ちなみに、ブルンメンフェルトは9月にアメリア・ユタ州セントジョージで行われたアイアンマン70.3世界選手権に出場しているが、そのときはバイクで思うようなパフォーマンスを発揮できず26位にとどまっていた。
しかし今回のレースでは、トランジションを除く3種目それぞれのタイムでスイム39分41秒、バイク4時間2分40秒(!)、ラン2時間35分24秒(!!)をマーク。
舞台となったコスメルはメキシコの東部、カリブ海に浮か小島で、多くのダイビングスポットやクルーズ船人気の寄港地などを有するメキシコ屈指の観光地。もちろん、コスメル島は小高い山などもなくフラット基調のコースでバイクの最大高低差は約20m、ランは10m以下の高速レース必至のレイアウトなのだが、それを味方に持ち前のスピード&パワーを最大限に引き出してのフィニッシュとなった。
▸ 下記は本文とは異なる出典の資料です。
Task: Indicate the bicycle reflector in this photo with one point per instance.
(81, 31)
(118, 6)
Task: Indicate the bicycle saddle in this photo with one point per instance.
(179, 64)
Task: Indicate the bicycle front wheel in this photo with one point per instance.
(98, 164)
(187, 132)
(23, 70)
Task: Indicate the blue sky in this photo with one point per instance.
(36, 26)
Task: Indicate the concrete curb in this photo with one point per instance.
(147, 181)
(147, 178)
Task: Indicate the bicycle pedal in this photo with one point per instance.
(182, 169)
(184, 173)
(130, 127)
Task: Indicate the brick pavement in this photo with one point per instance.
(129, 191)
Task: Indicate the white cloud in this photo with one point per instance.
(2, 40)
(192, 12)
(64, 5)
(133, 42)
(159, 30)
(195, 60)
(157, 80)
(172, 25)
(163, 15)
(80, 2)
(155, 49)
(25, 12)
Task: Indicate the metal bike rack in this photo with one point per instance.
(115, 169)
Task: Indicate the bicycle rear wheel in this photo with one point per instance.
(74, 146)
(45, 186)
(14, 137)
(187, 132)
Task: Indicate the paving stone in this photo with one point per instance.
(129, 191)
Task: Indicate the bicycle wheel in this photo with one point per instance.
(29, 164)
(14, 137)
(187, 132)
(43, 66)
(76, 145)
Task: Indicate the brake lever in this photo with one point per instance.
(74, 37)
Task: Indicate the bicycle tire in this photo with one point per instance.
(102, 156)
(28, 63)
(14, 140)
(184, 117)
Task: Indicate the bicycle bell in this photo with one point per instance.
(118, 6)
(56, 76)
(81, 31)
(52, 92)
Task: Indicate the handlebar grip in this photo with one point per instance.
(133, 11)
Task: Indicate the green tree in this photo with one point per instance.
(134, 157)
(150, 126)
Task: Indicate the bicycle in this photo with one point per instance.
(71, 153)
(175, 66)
今回、ブルンメンフェルトが打ち出したタイムは、アイアンマンではないものの同じ距離で7月に実施された ZWIFT トライ バトル ロワイヤル でヤーン・フロデノ(ドイツ/写真下)がマークしたフルディスタンス世界記録、7時間27分53秒を大きく上回るものとなる。
一方で女子プロの勝者となったサラ・スヴェンスキ(スウェーデン)のタイムも8時間22分41秒。彼女は2019年のアイアンマン・バルセロナでは8時間34分10秒を叩き出して優勝しており、コロナ禍のレースブレイクを経て再びワールドクラス・アスリートに名乗りを上げている。
去る11月6日にアメリカで行われたアイアンマン・フロリダでは、同じスェーデンのグスタフ・イデン(写真下)が男子プロを7時間42分57秒で制しており注目を集めていたが、今回のブルンメンフェルトの快挙は、まさにこれまでの次元を超えたアイアンマン高速化時代の突入を、如実に物語ることとなった。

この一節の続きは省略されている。